As more companies shift towards lean thinking for their own processes, the potential risk of disruption from an end to end viewpoint will increase.  I believe as more individual nodes move towards lean thinking, the probability of a disruption will increase.  The star represents a bottleneck wedged into the supply chain caused by a disruption to that node.  Because that node is engaged in lean practices, the organization will then have less of a buffer in times of distress.  The nodes downstream (towards the right to the final customer) will feel this, as one of their suppliers will be out of commission for the next foreseeable future.  Upstream, raw material suppliers may end up planning for too much inventory, as the starred node has not been up and running.

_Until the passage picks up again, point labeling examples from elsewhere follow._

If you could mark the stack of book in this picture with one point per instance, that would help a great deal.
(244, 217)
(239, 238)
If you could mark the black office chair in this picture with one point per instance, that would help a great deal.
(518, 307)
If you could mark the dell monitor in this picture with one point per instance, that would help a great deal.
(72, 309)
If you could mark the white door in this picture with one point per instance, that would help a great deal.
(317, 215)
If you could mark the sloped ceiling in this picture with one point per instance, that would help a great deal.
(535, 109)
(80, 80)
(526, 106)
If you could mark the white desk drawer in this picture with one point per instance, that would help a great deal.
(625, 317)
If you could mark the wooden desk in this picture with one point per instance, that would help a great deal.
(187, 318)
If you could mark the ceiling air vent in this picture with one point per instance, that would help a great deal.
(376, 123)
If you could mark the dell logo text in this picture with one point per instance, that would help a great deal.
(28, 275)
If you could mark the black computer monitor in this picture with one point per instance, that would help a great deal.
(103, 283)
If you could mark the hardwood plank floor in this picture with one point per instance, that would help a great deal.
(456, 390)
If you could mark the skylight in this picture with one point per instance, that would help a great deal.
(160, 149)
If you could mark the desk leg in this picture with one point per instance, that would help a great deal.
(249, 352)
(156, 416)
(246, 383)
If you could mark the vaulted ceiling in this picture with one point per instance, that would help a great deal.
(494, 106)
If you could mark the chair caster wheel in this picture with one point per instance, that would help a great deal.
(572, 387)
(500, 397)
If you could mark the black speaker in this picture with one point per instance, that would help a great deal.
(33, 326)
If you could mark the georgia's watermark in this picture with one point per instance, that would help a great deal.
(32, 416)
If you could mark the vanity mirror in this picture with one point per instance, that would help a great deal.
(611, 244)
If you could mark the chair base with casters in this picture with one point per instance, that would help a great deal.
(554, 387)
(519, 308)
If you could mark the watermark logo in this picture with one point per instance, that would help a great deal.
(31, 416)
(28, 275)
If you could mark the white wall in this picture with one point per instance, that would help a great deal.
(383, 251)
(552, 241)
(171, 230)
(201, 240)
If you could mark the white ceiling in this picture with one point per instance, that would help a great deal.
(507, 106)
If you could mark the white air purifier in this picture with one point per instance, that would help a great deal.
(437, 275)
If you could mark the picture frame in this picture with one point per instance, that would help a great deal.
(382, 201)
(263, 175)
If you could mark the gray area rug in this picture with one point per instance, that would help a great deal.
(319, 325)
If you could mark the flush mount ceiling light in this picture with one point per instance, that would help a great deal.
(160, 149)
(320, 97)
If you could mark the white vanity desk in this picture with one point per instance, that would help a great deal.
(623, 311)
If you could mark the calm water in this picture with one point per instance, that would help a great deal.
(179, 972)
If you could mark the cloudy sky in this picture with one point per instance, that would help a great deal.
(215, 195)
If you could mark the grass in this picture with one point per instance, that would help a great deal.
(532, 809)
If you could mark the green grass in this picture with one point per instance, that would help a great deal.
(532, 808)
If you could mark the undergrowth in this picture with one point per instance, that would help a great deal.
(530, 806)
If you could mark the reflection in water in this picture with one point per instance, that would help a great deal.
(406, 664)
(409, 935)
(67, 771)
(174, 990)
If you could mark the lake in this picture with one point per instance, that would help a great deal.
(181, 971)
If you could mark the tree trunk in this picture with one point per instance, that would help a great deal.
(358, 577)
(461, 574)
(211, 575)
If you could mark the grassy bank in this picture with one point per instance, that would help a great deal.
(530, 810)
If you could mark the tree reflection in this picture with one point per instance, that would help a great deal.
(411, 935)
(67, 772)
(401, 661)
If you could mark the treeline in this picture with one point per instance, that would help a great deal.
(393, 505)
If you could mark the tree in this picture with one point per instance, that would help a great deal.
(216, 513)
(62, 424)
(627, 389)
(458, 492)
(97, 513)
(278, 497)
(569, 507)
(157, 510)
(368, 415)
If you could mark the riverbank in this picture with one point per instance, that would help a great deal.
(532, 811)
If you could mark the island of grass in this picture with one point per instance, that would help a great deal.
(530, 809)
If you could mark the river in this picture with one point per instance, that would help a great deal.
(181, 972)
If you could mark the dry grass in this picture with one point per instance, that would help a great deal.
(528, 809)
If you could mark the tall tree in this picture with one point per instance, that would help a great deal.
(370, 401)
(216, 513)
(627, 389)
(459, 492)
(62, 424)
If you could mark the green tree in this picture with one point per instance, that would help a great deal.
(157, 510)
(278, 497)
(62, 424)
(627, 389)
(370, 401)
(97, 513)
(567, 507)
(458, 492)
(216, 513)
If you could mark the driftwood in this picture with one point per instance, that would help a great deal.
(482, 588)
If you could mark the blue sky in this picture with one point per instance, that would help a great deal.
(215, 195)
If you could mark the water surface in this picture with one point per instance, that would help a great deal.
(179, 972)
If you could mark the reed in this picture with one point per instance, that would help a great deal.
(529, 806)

The issues may stem from the following:

  1. Fragmented supply chains in a globalized world [1] – Through globalization, value added activities are now divvied up by the core competencies among the nodes.  These fragmented supply chains end up becoming “brittle” which means a disruption has a greater potential to impact critical operations that will affect everyone, including the final customer.  i.e. Ordering a part only to have it back ordered for weeks because the manufacturing process is made to order (lean), does not keep enough safety stock (lean), does business with only one supplier in the name of lean, etc.
  2. “Mis-conception of fashionable paradigms” [2] – Lean Thinking should not be synonymous with cost cutting, but rather “adding value and stream lining a process”. [2, 407]  Remember the definition at the beginning of the post?  “Identifying and eliminating waste” can be easily misinterpreted.  The bottom line may have increased this quarter or year, but what about the potential cost of re-work, loss of goodwill, loss of public trust, and decreased safety levels that could arise from an obsession with cost-cutting?

What Can We Do?

Auditing not only your own organization’s processes, but your suppliers’ processes also  will illuminate potential risks that can impact your daily operations.  Take McDonald’s, KFC’s, Starbucks’, and Pizza Hut’s ex-meat supplier, Husi, who recycled expired meat and repackaged them for resale with a new expiration date.  Despite periodic audits, Husi still engaged in malpractice and negligence and potentially could be still doing it today if not for a few brave whistle-blowers. [4]  How do you bounce back from such an event where your main supplier goes down, which is going to happen more often due to companies going lean?  In business, having a cushion is not always a bad thing; a variation of this business continuity plan (BCP) may help create such a buffer.

Regardless of the positives and negatives, clearly defining what senior management values, identifying single-point-of-failures, weighing potential risks, and implementing a BCP will increase an organization’s overall resilience and chance of success. [3, pg 25]    The vision, however, may morph over time as the company, people, and business landscape change.

Success occurs when opportunity meets preparation – Zig Ziglar


Sources:

[1] Azadegan, Dr. Arash “Supply Chain Risk & Disruption Management.” Week 1-2, Lectures and Slides. Lecture.

[2] Labib, Ashraf, and Martin Read. “Not Just Rearranging the Deckchairs on the Titanic: Learning from Failures through Risk and Reliability Analysis.” Safety Science 51.1 (2013): 397-413.

[3] Engemann, Kurt J., and Douglas M. Henderson. “Ch1 + Ch2.” Business Continuity and Risk Management: Essentials of Organizational Resilience. Rothstein Associates, 2012. Print.

[4] Li, Zoe. “China’s Tainted Meat Scandal Explained.” CNN. Cable News Network, 30 July 2014. Web. 29 Jan. 2017.